开发者

Scoring a string based on how English-like it is

I'm not sure how exactly to word this question, so here's an example:

string1 = "THEQUICKBROWNFOX" string2 = "KLJHQKJBKJBHJBJLSDFD"

I want a function that would score string1 higher than string2 and a million other gibberish strings. Note the lack of spaces, so this is a character-by-character function, not word-by-word.

In the 90s I wrote a trigram-scoring function in Delphi and populated it with trigrams from Huck Finn, and I'm considering porting the code to C or Python or kludging it into a stand-alone tool, but there开发者_StackOverflow must be more efficient ways by now. I'll be doing this millions of times, so speed is nice. I tried the Reverend.Thomas Beyse() python library and trained it with some all-caps-strings, but it seems to require spaces between words and thus returns a score of []. I found some Markov Chain libraries, but they also seemed to require spaces between words. Though from my understanding of them, I don't see why that should be the case...

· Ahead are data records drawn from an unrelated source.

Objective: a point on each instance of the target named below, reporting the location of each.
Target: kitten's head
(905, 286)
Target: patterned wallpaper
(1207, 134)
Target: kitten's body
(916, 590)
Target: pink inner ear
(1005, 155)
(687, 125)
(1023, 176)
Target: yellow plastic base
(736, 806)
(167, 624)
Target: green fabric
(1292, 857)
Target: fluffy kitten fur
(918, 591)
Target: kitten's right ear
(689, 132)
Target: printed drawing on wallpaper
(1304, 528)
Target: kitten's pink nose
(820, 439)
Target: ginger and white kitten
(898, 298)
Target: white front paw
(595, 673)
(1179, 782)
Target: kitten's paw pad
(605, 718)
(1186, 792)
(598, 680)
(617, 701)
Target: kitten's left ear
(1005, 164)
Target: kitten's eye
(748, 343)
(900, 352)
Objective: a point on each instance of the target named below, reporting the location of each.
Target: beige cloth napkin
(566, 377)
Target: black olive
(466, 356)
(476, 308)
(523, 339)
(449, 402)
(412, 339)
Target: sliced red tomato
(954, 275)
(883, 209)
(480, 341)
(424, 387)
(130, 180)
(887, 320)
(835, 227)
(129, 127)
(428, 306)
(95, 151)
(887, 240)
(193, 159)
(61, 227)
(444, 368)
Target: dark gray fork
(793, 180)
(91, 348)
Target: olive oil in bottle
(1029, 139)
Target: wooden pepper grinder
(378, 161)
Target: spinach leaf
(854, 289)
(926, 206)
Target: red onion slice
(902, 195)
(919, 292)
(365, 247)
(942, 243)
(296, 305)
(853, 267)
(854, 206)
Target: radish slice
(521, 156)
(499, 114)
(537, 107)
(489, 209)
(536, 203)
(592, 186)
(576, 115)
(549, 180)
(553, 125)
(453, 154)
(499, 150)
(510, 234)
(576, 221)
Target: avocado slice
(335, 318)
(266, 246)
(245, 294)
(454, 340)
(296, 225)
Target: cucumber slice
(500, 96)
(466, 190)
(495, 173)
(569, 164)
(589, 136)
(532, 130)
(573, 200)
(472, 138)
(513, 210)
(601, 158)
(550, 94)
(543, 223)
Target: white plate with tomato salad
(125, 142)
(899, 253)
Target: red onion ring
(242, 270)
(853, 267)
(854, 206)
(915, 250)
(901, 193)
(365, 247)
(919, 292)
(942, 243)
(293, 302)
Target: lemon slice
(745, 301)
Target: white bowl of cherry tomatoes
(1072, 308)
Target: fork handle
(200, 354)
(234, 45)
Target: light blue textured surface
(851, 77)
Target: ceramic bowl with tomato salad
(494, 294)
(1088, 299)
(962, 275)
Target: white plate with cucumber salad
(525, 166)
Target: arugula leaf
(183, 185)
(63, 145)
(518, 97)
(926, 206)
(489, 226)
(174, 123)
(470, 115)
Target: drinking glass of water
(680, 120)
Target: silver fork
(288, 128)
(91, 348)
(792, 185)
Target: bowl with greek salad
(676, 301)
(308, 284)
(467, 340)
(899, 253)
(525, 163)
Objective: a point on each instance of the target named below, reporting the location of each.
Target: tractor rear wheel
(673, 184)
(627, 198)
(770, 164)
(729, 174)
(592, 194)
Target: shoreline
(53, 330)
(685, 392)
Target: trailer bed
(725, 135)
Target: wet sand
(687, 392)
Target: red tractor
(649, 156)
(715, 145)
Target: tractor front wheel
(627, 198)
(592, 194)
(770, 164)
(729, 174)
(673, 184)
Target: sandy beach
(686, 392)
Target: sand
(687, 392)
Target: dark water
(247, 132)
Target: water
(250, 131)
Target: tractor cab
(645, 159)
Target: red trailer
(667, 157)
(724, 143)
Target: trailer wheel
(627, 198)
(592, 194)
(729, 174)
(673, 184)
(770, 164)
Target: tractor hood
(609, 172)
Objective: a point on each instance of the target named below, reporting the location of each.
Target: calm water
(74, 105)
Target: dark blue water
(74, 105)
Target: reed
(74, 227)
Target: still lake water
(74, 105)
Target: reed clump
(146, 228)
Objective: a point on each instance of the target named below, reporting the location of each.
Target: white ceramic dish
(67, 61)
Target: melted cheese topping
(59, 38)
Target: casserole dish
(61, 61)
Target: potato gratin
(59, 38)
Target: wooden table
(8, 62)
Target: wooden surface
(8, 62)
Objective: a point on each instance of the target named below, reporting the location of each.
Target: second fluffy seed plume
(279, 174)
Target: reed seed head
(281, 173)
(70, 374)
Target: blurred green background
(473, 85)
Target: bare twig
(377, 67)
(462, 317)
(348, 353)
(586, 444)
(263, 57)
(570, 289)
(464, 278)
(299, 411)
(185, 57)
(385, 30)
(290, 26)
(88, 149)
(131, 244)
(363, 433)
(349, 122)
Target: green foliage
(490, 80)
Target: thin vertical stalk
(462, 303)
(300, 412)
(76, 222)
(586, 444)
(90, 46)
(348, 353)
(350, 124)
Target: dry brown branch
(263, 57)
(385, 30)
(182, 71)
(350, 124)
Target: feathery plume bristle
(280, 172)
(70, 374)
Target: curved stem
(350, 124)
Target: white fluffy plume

Anyway, I do a lot of cryptanalysis, so in the future scoring functions that use spaces and punctuation would be helpful, but right now I need just ALLCAPITALLETTERS.

Thanks for the help!


I would start with a simple probability model for how likely each letter is, given the previous (possibly-null, at start-of-word) letter. You could build this based on a dictionary file. You could then expand this to use 2 or 3 previous letters as context to condition the probabilities if the initial model is not good enough. Then multiply all the probabilities to get a score for the word, and possibly take the Nth root (where N is the length of the string) if you want to normalize the results so you can compare words of different lengths.


I don't see why a Markov chain couldn't be modified to work. I would create a text file dictionary of sorts, and read that in to initially populate the data structure. You would just be using a chain of n letters to predict the next letter, rather than n words to predict the next word. Then, rather than randomly generating a letter, you would likely want to pull out the probability of the next letter. For instance if you had the current chain of "TH" and the next letter was "E", you would go to your map, and see the probability that an "E" would follow "TH". Personally I would simply add up all of these probabilities while looping through the string, but how to exactly create a score from the probability is up to you. You could normalize it for string length, to let you compare short and long strings.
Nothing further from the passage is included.